She stared at him. Wondered what he would say if he knew what she was trying to research. How it would help him with his own goals. But she hadn’t mentioned anything about the wyrdkeys, the guardians, the dreams, the connection of the murders. Instead, she just subtly tried to get him to look at Cain as the murderer. Because she was _sure_ he was the murderer.

She slammed the tome shut, dusty flying into the air and making a satisfying, hollow boom in the darkness.

“Now you're done?” He asked, not looking up from his book.

“No, Goodman. I just tend to slam books shut when I’m reading them.” She leaned back.

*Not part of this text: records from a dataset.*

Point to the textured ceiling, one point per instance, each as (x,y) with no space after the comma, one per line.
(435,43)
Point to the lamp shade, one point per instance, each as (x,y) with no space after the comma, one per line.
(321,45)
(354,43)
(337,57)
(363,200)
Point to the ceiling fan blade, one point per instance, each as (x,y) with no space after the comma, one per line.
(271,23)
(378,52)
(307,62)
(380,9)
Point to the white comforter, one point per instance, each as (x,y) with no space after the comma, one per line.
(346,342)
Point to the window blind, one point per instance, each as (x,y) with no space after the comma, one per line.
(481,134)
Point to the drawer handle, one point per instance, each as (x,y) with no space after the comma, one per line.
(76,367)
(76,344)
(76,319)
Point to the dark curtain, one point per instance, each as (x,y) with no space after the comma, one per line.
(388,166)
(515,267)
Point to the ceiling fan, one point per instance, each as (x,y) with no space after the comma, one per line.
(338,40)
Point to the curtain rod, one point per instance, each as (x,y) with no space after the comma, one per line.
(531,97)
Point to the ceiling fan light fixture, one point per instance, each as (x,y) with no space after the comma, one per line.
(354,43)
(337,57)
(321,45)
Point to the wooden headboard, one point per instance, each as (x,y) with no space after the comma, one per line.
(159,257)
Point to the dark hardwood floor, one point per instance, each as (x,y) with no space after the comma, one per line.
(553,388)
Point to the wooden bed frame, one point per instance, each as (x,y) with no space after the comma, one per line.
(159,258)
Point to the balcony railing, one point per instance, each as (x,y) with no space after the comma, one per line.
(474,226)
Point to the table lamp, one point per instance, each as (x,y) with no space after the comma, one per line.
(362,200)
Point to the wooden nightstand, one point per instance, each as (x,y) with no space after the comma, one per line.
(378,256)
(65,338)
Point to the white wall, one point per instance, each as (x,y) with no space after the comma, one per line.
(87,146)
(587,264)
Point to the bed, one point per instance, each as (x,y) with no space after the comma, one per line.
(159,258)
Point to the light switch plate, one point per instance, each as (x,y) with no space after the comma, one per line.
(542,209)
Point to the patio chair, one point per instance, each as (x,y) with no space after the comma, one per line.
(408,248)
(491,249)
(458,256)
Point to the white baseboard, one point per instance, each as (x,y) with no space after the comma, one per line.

She could figure out what the wyrdmarks were, where they came from, or what religion they were tied to. She searched all of the religious and historical texts she could find—and nothing. Sure, there were a few references to the things in some more obscure books, but nothing truly helpful, nothing that would get her to learn them herself. Wyrdmarks were an alphabet, but according to the more mind-throbbing texts, and alphabet with no grammar, no specific connection. Maybe because they required magic to connect them together, to bind them to location, to purpose, to each other, but dusty old analytical texts would never say that. Even if they did mention that the wyrdmarks had to be drawn in very specific angles and designs, or else they were useless.

“Stop glowering.” Chaol said, still not looking up.

She blew air out of her mouth. Threw her hair over her shoulder so it would stop falling in her face. “You know anything about wyrdmarks, old man? Those symbols around the clock tower?”

“Wyrd, hu?” He put his book down on the table, so his place was still marked. She watched him lean back further in his chair, head titled towards the ceiling. “I never understood what wyrd even is.”

“It’s a curse.”

“We use it as a curse, sure. Something to go against the gods—but what is it? Fate? Destiny?”

She stilled. “Why would fate be a God's curse?” The irony of her words wasn’t lost on her—her own situation was anything but pleasant.

He snorted at her biting sarcasm. “Just thinking out loud here, Elle. Thought it would help.” He reached for his book again.

“Some say wyrd is a force of nature.” She watched him put the book back down. “A flow of power that governs Erilea, the world, and even countless other worlds, too. Like magic, only stronger, more influential on life force. As if… as if every world in existence, with every creature that lives in those worlds, are nothing more than a single body. And the power, the wyrd, is nothing more than the blood that circulates through, giving life to smaller creatures, smaller worlds.”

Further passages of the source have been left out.